The cause seems to be the code in MemcachedClient.asyncGetBulk(): there is no check on the FailureMode value, only the node's active status. If a node is inactive, the code emulates the Redistribute failure mode (default failure mode).
The attached patch checks the ConnectionFactory's failure mode, and emulates the behavior of MemcachedConnection.addOperation:
-if the node is active or FailureMode is Retry, use the primary node
-if the node is inactive and FailureMode is Cancel, don't create an operation (no value will be returned for that key)
-otherwise, redistribute (existing default behavior)
This patch is not perfect:
-it relies on the ConnectionFactory failure mode, not the node's connection's FailureMode value (not visible); I'm pretty sure the values will be the same though.
it doesn't throw a CancellationException if the FailureMode is Cancel, and a node is inactive: instead it behaves like a "cache miss" instead.

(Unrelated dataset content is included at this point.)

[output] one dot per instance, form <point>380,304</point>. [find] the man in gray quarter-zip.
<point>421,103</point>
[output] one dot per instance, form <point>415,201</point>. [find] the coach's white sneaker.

This is a compromise. The code could throw a CancellationException when a node is down, but it seems very inefficient if a single key -out of many is currently inaccessible.
This compromise is acceptable for us: we're looking for as little service impact as possible when one of our memcacehd servers goes down. The current behavior (timeout) causes a big pile-up and cascading timeouts.